Kubel saw to it with a two-run, bases-loaded single in the last of the ninth inning off the Reds’ 100-plus mph closer, Aroldis Chapman, lifting a single to right-center field to easily score two and extend the D-backs’ winning streak to four games.

It was D-backs’ sixth walkoff victory, the 17th in their final at-bat this season, and it is a trend that they can learn to live with, even if 11-5 victories like the one in the series opener Friday are a little easier on the nerves.

The momentum from comeback victories builds through the season, and after a while you get 2011 again, or 2007.

“We know in situations like that we are not out of it,” Kubel said. “We’ve made it work many times this year so far.
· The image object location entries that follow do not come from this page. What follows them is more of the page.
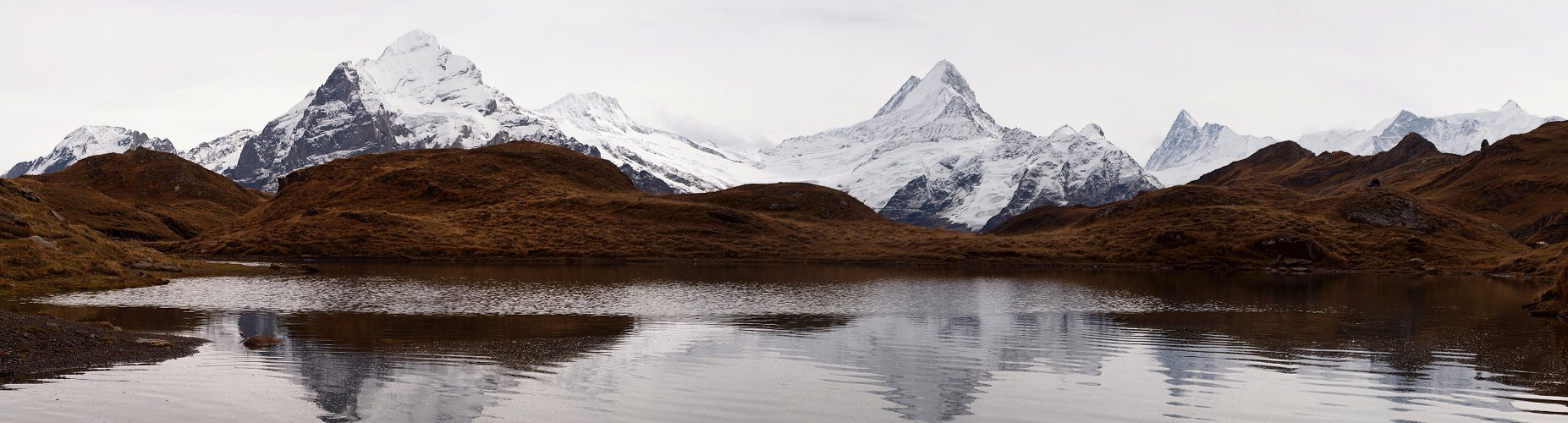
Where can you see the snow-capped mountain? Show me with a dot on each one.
(1192, 149)
(933, 157)
(656, 160)
(415, 96)
(222, 154)
(88, 141)
(1452, 134)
Hopefully it keeps coming.”

It was a cleansing finish after a disturbing top of the ninth inning, when Bell came on and gave up a two-run home run to Jay Bruce to deprive Corbin of his 10th victory of the season, the fourth time he has time has tried without success. The bullpen has failed to hold leads for Corbin three times this season.
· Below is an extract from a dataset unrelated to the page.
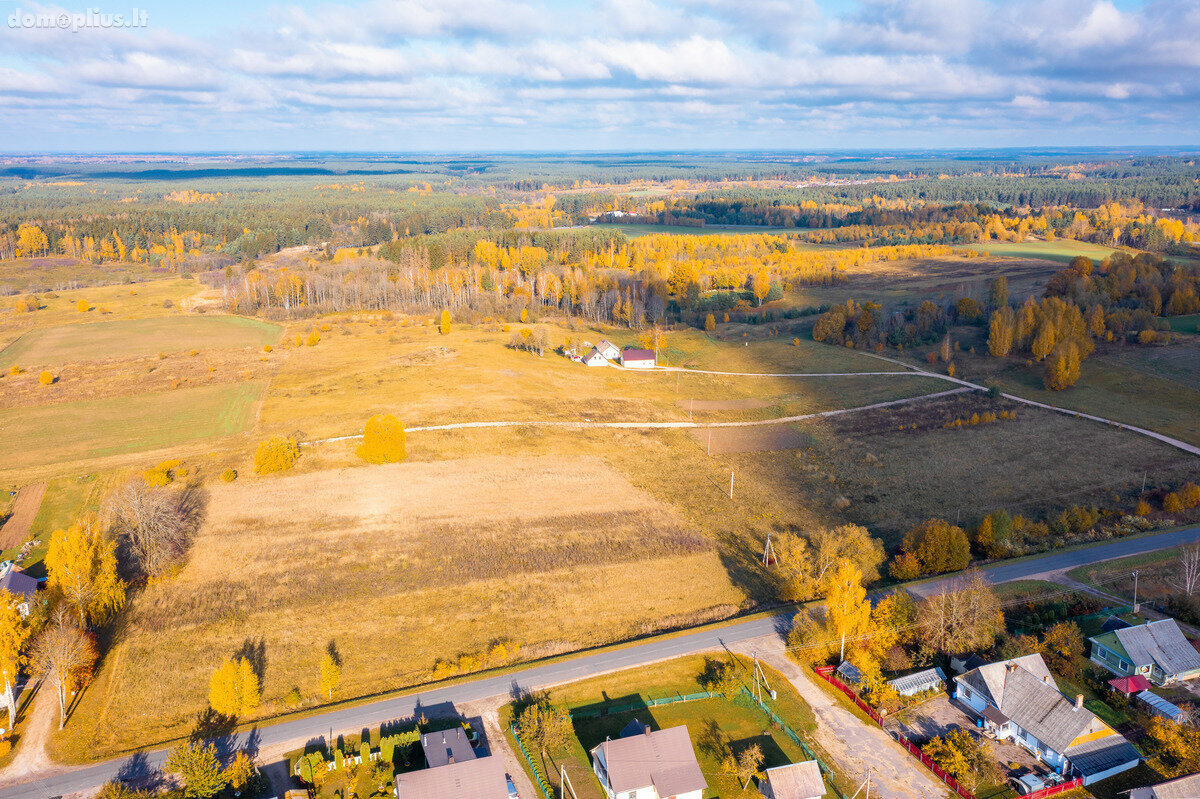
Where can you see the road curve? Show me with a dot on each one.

Corbin’s ERA  is 2.19, fifth in the major leagues, and with good fortune he could be 12-0. But who’s counting? He is not, saying the team’s wins are what matters.

“Obviously, I would love to win and get my 10th win out of the way, but fortunately we came back and ended up getting the win. I don’t really look at it too much,” Corbin said.
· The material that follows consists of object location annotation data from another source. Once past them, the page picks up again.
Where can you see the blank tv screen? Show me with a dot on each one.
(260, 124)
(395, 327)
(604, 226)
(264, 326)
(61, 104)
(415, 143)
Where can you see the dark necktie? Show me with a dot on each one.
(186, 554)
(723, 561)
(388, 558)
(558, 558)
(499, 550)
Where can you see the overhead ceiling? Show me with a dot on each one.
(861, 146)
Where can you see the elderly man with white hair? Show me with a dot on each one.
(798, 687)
It took Corbin to kick-start the offense Saturday. Reds starter Mike Leake retired the first 17 batters he faced, reaching only three three-ball counts while needing no extraordinary help from his defense.

Corbin, trailing after giving up a 472-foot home run to Bruce leading off the second inning, sliced a double down the left-field line with two outs, and Gerardo Parra followed two pitches later with his seventh home run, his second in as many days.

Suddenly, Corbin had a 2-1 lead, and he made it stand up first by getting a double-play grounder in the seventh inning and then with a statement stand in the eighth. After Derrick Robinson tripled with one out, Corbin struck out Shin-Soo Choo on three pitches and got Joey Votto to swing through a 94 mph fastball to end the inning.

“I was going to try to throw as hard as I could by him, and if he got me, he got me. I was just glad that last one got by him. The adrenaline kicked in a little bit. With a guy on third, I was trying to strike those last two guys out and focus a little bit more on my location. I felt good all night,” Corbin said.

Added manager Kirk Gibson: “It’s a shame Patrick didn’t the the win. He did his job, that’s for sure.”

Kubel suffered a strained left quadriceps early in the season when his foot sunk deep into the ground while running the bases in Milwaukee, and while he has been back for the better part of two months, he said he is just beginning to feel good at the plate. It’s shown, as he has six hits in his last three games, including a four-hit game Friday.

“I was out there searching, cheating. That just doesn’t work out,” he said. “It’s a comfort zone where you feel strong and balanced and get better results. I finally feel like I have both legs under me, and I feel like am starting to use them now. I hope it stays that way.

“It was my back leg, my left leg, and that is where I generate most of my power. If you don’t have either your quad or your back leg, you can’t really drive too much. Kind of stuck straight up, off balance. That doesn’t work out too good.”

With that, the D-backs were able to get around Bell’s outing, which featured two batters and two runs: a nine-pitch walk to Brandon Phillips preceded Bruce’s second homer of the game.

“Plain and simple, I just need to execute pitches better,” Bell said. “But I don’t think my teammates were down or put their heads down at all, and I’m not going to do the same. They went out and beat one of the best closers in the game.”

With J.J. Putz seemingly close to returning from his rehab stint at Class AAA Reno, the closer’s role may be subject to revision. Bell has given up homers in his last five appearances, and Gibson was asked if he would still turn to Bell in save situations. 

“I might have to put some thought into that,” Gibson said.  

At least he could chew on it in the afterglow of a victory.